The status signals from the valves are either open circuit or grounded. When open circuit, current is allowed to flow and illuminate the LED. The voltage is also pulled up to 3.3V for GPIO input.
The asymmetry in the green and red resistor values are necessary because the relative current required to produce the same brightness is different.
Power Supplies (datasheet)
To drive the motorized valves and power the Raspberry Pi, 12V (and 5V supplies are required.
These were DIN rail mounted in the control box. System current requirements meant two 5V (1.5A) supplies were paralleled up.
The 3KW heating element and extractor fan are protected by 16A and 3A Mini Circuit breakers respectively.
Solid State Relay (datasheet)
- Single Pole Single Throw – Normally Open.
- 20 A.
- DIN Rail mounted with cage clamp.
A Solid State Relay is used to modulate power to the 3KW heating element. It has zero crossing detection to only switch the AC output when the voltage is zero.
It is driven by a single bit from the GPIO Expander.
The 8 motorized valves, 2 pumps and extractor fan are switched from a 16 Channel Relay Board which requires 12V and 5V supplies.
The input signals are 5V and are driven from the GPIO Expander.
The front panel consists of LEDs and switches. The purpose of which is to provide manual override of the valves etc. This is a safety feature in case the software crashes and leaves the system in an erroneous and potentially dangerous state. It also allows the system to be commissioned before fully working software is available.
For each of the 8 valves there is an associated 3 way switch and a bi-colour LED. The switch positions are, Automatic, Manual On and Manual Off.
The LED indicates the 3 states of the valve. i.e.
- Green = Open.
- Red = Closed.
- Amber = Opening/Closing.
The 3KW heater is switched from a 5V signal from the Raspberry Pi I2C board that switches a Solid State Relay. The SSR has zero detect crossing to allow safe modulation of the power to the element in order to provide temperature control.
A 3 way switch is provided to manually override this signal from the front panel. An associated green LED is provided to indicate the heater state.
Each of the two pumps are controlled from an I2C pin that is used to switch a relay. The relay switches 12V to the pump.
Each pump has an associated 3 way switch to manually control it. A corresponding green LED is lit to indicate that the pump is on.

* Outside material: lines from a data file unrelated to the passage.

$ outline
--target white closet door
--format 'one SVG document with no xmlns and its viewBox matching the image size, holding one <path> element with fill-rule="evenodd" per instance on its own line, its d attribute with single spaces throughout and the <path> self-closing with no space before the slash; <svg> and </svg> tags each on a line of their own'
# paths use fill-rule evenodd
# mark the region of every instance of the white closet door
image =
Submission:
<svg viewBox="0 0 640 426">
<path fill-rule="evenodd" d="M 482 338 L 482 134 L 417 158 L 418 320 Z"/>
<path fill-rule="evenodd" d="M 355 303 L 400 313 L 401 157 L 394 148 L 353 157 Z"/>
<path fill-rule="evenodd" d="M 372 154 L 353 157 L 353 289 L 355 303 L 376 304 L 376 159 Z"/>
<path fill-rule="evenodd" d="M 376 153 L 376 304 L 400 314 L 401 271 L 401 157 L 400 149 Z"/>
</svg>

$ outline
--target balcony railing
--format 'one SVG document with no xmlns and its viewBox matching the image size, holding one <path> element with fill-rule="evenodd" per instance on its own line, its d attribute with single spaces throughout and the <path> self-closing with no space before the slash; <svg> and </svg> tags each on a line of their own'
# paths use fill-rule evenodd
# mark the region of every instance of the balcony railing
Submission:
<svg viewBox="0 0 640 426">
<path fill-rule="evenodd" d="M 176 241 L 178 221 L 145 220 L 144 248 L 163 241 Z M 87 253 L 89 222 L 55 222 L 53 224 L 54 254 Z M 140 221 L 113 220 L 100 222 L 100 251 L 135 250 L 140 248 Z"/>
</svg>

A watch dog feature is provide to indicate that system software is alive and well. A green LED with a 3K3 resistor driven from a I2C output pin is on the front panel. It is periodically switched on and off while the system is running. As long as the LED is flashing, all is well.
One problem with the Raspberry Pi is that removing power can corrupt the SD card if the system is not halted first.
To gracefully switch off the system, there is a push button switch on the front panel that is connected to a GPIO pin with a 33K pullup to 5V. When the button is pressed , the Raspberry Pi shuts itself down. Power can then be removed safely, without fear of any corruption.